We conclude this series on gaps in Scripture’s genealogical records by analyzing the passages in Genesis that are most critical to calculations of a 6,000-year-old universe by biblical date-setters such as Bishop James Ussher. Widespread evangelical adherence to Ussher’s calculations has helped erect an artificial bulwark between the Bible and science, but we show that the flexibility and ambiguity of biblical Hebrew makes it impossible to calculate an accurate creation timeline using the Bible’s genealogies.
The first 4 parts of this series have focused on the Hebrew word yālad in the stories of Noah, Abraham, and Moses. These narratives show that, although yālad is usually translated “begat” (KJV) or “became the father of” (NIV, NASB), the word does not necessarily imply a parent-child relationship; it can also refer to a more general familial connection.
Now in this final part, we apply this knowledge to Genesis 5, 10, and 11, which contain genealogies fundamental to all calculations of a creation date. We will also discuss a final example of yālad from the Exodus account, which suggests this word had a cultural/sociological significance that may have transcended biological reproduction.
As discussed earlier, biblical date-setters generally seem to acknowledge that yālad as used in Genesis 5:32 and 11:26 does not mean that Noah’s sons (Shem, Ham, and Japheth) or Terah’s offspring (Abraham, Nahor, and Haran) were triplets. Rather, these scholars agree that, in these two cases, yālad might be more correctly paraphrased as “so-and-so began a family line, which included...” Yet despite this example of yālad’s flexibility, they insist that yālad always and literally means “became the father of” in the Genesis 5, 10, and 11 genealogies.
Shelah and Eber as Typical Examples
Consider, as an example, Shelah and Eber as mentioned in Genesis 11:14–15. Timeline scholars insist that Genesis 11:14 literally means: “Shelah lived thirty years, and became the father of [yālad] Eber” (NASB). In other words, although they recognize the broad, loose meaning of yālad in the story of Noah and Terah, they assume it provides great precision in two sketchy verses about Shelah’s genealogy.
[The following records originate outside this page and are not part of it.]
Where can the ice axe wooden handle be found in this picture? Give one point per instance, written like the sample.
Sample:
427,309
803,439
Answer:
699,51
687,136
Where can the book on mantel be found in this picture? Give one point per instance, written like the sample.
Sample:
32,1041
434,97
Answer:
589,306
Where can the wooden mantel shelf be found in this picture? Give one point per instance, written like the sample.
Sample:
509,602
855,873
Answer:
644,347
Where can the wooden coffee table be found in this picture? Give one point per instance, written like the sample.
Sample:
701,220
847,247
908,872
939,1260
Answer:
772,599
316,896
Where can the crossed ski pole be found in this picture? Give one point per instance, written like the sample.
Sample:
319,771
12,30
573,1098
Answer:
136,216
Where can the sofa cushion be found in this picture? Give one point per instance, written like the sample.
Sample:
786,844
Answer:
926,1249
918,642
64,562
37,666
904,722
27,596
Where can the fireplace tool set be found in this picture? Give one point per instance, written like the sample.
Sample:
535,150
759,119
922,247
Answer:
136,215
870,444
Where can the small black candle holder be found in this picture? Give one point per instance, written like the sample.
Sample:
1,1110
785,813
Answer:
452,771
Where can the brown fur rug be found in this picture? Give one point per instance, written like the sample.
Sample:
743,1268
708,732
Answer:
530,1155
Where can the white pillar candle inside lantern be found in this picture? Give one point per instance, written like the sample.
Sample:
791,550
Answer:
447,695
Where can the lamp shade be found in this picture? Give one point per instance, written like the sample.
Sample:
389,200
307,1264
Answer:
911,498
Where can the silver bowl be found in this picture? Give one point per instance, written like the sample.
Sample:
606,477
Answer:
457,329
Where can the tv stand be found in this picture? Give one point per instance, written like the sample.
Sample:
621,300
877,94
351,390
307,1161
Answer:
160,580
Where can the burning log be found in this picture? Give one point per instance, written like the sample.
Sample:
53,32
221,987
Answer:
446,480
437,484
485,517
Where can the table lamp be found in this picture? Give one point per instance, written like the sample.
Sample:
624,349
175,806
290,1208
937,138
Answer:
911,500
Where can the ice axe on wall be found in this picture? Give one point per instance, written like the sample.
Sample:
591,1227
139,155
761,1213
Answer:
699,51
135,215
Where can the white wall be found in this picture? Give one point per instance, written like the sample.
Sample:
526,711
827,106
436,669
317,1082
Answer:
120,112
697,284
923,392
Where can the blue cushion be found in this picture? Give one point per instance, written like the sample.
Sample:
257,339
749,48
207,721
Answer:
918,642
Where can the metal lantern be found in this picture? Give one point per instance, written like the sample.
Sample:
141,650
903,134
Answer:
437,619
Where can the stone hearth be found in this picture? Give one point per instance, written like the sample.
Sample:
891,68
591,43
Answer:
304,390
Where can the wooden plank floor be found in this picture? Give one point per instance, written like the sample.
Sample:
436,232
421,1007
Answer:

This makes no sense. The understanding about yālad gleaned from the stories of Noah’s sons (part 3) and Abraham (part 4) proves that Eber was not necessarily Shelah’s oldest son, born when Shelah was 30. Eber may just be the only son mentioned because, as a forefather of the Jewish race, he is considered Shelah’s most important offspring. (In fact, many—probably most—of the patriarchs who preserved the Davidic messianic line, including David himself, were not oldest sons.1)
Since Genesis 11:15 states that Shelah “had [yālad] other sons [bēn] and daughters [bat],” it seems verse 14 ought to be translated: “Shelah lived thirty years, and began a family line, which included Eber.” This does not mean Eber was not Shelah’s firstborn son, born when Shelah was 30; it only means that the biblical Hebrew does not require this interpretation.
Moreover, Eber need not have even been Shelah’s son! The example of Moses (part 2) shows that yālad does not necessarily imply a parent-child relationship; it can also mean “was the ancestor of.” Even Shelah’s other bēn and bat mentioned in Genesis 11:15 need not be actual sons and daughters; they might be male and female descendants.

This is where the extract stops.